To silence or overexpress Cpa4 in rat cardiomyocytes, the adenovirus system was applied. For gene knockdown, short-hairpin RNA (shRNA) targeting rat Cpa4 (shCpa4, 5′-GCAAGAAACGGCCAGCCATTT-3′) or control shRNA (shCtrl, 5′-GTTCACCGTAGTTCCGTTC-3′) was cloned into the adenovirus expressing plasmid pAdTrack under the control of U6 promoter.
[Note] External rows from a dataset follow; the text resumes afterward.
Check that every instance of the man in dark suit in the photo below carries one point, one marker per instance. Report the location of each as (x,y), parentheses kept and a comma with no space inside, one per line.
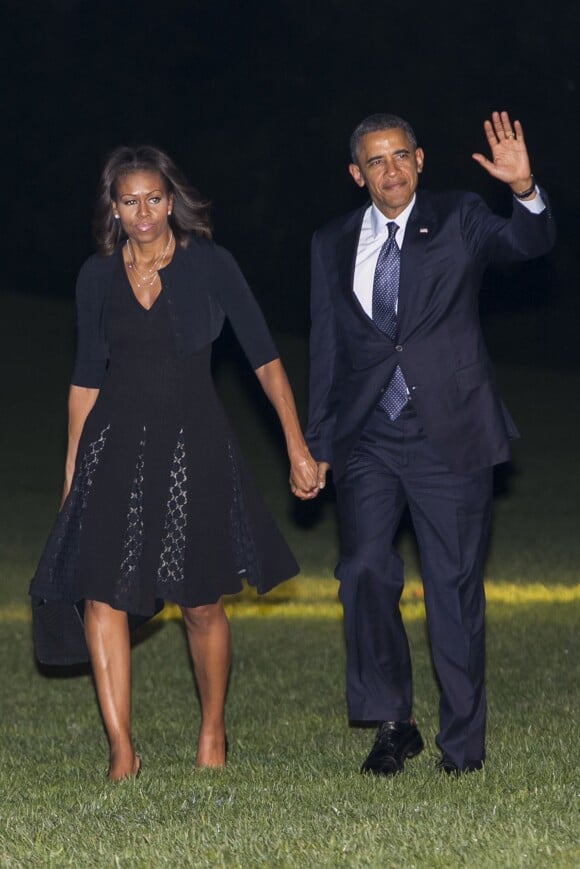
(404,408)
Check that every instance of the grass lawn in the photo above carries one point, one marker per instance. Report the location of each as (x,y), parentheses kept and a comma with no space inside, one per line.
(291,794)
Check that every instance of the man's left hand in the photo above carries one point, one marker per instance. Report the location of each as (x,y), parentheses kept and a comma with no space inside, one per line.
(510,162)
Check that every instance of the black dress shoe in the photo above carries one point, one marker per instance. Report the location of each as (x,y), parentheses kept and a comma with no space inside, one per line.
(394,743)
(449,768)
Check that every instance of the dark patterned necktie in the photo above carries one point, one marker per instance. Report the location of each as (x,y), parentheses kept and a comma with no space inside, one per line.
(385,294)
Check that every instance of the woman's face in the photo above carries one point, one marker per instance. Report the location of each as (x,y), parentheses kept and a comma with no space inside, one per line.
(143,206)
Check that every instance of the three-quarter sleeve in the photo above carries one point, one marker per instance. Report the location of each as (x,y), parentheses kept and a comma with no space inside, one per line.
(242,310)
(92,352)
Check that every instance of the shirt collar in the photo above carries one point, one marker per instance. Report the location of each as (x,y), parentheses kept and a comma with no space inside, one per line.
(379,221)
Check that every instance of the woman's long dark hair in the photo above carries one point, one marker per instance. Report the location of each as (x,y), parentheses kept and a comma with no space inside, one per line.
(190,212)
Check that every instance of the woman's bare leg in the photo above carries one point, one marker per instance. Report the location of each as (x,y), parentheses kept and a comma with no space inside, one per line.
(208,637)
(107,634)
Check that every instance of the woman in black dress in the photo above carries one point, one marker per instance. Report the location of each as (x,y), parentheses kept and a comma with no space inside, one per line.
(157,502)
For overexpression Cpa4 in cardiomyocytes, rat CPA4 (NM_001109346.2) expressing construct was cloned into the adenovirus expressing plasmid pAdTrack-CMV. The adenovirus packaging plasmids were transfected into HEK293A cells to produce adenovirus using a standard protocol as described previously [25].

The fraction shortening and ejection fraction of control and ISO-infused mice were analyzed as described previously [26,27].
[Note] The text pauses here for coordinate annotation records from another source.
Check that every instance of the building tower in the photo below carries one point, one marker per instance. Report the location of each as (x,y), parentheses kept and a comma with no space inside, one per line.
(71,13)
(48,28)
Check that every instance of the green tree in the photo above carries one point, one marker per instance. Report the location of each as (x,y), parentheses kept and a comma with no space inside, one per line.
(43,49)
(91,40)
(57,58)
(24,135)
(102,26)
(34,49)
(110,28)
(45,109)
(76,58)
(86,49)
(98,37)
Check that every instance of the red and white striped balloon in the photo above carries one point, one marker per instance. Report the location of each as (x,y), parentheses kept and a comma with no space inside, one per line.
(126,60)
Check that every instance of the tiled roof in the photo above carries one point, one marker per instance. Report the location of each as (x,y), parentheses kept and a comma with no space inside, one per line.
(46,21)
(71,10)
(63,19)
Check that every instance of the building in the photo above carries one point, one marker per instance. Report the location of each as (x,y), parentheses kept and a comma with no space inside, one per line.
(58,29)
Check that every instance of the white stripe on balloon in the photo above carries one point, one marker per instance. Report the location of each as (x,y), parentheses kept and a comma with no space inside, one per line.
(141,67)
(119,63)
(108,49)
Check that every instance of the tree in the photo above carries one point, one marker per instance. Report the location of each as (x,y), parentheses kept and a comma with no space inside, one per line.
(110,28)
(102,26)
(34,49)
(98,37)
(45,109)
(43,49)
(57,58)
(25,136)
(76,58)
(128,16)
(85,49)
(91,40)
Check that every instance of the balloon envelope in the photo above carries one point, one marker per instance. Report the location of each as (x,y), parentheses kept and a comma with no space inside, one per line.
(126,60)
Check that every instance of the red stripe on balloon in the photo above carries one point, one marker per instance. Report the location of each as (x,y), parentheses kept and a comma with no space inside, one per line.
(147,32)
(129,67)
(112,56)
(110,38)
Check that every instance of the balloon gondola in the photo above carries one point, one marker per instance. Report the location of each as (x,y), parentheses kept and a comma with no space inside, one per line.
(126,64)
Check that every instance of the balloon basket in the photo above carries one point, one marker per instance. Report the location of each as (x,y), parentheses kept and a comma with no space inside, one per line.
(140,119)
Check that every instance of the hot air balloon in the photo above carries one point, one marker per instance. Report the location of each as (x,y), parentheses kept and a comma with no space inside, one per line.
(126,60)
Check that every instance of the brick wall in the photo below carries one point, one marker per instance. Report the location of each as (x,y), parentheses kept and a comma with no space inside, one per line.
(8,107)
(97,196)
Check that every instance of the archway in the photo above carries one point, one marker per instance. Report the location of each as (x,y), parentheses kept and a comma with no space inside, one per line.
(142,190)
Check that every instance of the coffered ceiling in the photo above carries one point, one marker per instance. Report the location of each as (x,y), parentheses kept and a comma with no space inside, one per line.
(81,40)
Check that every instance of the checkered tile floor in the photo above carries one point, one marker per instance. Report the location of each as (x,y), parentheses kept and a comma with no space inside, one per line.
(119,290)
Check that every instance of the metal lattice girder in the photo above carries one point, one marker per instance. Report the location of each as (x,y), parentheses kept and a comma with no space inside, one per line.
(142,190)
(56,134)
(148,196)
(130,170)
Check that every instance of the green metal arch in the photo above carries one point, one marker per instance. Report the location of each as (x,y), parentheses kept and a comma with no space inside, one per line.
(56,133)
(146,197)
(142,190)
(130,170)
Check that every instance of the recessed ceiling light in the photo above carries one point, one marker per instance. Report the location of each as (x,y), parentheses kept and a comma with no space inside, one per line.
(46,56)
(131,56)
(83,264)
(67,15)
Protein synthesis was monitored by incorporation of [³H]-leucine into proteins as described previously [28].

All statistical values were shown as mean ± SD of three independent experiments if no other information was stated. To analyze the difference between the two groups, the standard Student’s t test was utilized. For analysis of the difference among more than two groups, two-way ANOVA followed by Tukey’s post-hoc test was applied. All the P-values less than 0.05 were considered significant. All statistical analyses were performed with the GraphPad Prism software version 8.0.
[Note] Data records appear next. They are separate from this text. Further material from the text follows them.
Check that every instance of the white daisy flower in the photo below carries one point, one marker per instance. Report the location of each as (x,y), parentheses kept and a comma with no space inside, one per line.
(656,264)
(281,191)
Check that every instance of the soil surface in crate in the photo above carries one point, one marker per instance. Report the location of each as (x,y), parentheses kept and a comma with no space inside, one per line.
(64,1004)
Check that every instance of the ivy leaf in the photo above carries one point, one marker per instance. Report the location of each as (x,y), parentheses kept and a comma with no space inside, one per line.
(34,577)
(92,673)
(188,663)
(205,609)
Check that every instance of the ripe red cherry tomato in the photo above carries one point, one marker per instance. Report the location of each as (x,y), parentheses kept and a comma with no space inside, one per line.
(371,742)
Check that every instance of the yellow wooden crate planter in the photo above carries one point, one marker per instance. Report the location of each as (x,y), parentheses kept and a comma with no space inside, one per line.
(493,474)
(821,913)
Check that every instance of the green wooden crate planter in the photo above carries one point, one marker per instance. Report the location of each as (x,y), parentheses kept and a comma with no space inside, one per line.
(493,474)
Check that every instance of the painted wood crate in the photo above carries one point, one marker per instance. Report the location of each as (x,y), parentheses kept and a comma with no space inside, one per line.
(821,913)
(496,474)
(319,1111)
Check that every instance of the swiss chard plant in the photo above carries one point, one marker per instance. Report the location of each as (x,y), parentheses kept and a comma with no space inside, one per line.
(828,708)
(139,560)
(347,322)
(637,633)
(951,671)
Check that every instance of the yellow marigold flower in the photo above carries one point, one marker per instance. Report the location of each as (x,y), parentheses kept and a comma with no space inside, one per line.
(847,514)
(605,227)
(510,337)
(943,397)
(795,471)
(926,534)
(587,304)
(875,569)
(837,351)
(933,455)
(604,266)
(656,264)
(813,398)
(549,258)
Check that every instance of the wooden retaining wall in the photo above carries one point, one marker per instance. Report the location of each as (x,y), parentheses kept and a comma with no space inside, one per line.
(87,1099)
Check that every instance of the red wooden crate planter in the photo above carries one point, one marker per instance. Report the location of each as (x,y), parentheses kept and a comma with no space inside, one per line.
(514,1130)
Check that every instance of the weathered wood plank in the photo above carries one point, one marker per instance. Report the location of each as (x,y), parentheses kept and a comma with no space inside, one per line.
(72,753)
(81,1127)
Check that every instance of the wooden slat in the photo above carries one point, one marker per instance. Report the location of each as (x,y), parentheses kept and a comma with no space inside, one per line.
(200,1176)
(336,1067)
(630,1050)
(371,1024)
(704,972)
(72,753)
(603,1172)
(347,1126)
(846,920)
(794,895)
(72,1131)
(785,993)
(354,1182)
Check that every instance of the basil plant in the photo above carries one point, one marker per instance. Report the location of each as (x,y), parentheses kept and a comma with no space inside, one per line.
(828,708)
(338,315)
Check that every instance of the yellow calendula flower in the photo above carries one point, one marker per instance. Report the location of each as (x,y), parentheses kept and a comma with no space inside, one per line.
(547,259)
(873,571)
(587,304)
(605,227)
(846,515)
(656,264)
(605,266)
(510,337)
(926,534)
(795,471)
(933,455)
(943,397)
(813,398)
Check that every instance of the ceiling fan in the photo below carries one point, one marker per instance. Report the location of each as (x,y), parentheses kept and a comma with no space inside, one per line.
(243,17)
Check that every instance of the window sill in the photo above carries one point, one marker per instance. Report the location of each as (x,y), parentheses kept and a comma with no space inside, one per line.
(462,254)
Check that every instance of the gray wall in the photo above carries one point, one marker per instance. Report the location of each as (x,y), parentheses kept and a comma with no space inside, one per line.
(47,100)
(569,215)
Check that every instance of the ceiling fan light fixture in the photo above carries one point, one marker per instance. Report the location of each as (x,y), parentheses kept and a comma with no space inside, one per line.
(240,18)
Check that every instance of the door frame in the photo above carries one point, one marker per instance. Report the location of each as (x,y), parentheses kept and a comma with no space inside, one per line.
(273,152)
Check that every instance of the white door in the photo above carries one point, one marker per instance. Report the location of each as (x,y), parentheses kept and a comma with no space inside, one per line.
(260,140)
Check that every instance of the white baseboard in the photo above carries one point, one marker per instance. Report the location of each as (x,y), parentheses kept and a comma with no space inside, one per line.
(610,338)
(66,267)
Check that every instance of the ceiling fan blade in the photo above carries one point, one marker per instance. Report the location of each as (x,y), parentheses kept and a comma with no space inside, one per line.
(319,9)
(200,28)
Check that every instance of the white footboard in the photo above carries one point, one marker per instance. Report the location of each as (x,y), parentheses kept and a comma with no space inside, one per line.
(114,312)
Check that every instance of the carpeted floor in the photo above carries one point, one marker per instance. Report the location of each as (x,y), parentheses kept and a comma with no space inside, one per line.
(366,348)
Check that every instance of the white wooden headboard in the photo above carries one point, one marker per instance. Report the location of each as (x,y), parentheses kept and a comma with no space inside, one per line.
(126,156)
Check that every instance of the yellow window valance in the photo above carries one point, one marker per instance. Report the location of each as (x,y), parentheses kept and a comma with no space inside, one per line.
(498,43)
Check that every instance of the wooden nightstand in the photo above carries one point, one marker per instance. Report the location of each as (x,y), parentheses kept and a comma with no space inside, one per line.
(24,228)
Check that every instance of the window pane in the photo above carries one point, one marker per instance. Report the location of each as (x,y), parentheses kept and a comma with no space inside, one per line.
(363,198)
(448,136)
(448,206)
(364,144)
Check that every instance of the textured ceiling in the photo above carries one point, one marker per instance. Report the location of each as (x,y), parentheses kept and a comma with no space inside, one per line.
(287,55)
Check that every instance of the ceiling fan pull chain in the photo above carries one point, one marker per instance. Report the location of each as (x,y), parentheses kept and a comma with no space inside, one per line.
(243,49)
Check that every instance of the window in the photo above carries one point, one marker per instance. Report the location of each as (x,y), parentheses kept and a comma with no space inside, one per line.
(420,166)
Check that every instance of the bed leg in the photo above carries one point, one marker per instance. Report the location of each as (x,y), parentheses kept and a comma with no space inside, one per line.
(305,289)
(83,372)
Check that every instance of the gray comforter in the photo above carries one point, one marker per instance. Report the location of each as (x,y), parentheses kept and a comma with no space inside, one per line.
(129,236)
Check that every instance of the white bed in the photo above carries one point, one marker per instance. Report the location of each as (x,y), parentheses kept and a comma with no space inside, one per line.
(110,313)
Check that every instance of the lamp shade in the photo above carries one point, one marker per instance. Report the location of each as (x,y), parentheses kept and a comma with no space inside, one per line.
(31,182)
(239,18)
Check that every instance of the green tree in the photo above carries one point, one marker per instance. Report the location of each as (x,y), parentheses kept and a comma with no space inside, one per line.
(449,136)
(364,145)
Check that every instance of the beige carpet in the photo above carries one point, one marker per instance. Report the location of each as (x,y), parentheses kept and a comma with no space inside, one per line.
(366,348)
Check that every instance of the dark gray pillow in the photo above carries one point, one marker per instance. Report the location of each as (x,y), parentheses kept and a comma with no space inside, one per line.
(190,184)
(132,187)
CPA4 is a member of the metallocarboxypeptidase family. However, the functional involvement of CPA4 in the cardiovascular system is not clear. Here we attempted to determine the roles of CPA4 in cardiac hypertrophy in humans and rodents. To this purpose, we initially monitored the expression changes in CPA4 during cardiac hypertrophy. We collected six samples of hypertrophic hearts and six control heart tissues, and the hypertrophic growth of human hearts varied with the up-regulation of hypertrophy marker genes, such as atrial natriuretic peptide (ANP), brain natriuretic peptide (BNP), and myosin heavy chain β (β-MHC) (Figure 1A). Next, we tested the mRNA and protein levels of CPA4 with qRT-PCR and Western blot assays, respectively. The results significantly showed that the expression levels of both mRNA and protein of CPA4 were much higher in hypertrophic hearts compared with the controls (Figure 1B,C).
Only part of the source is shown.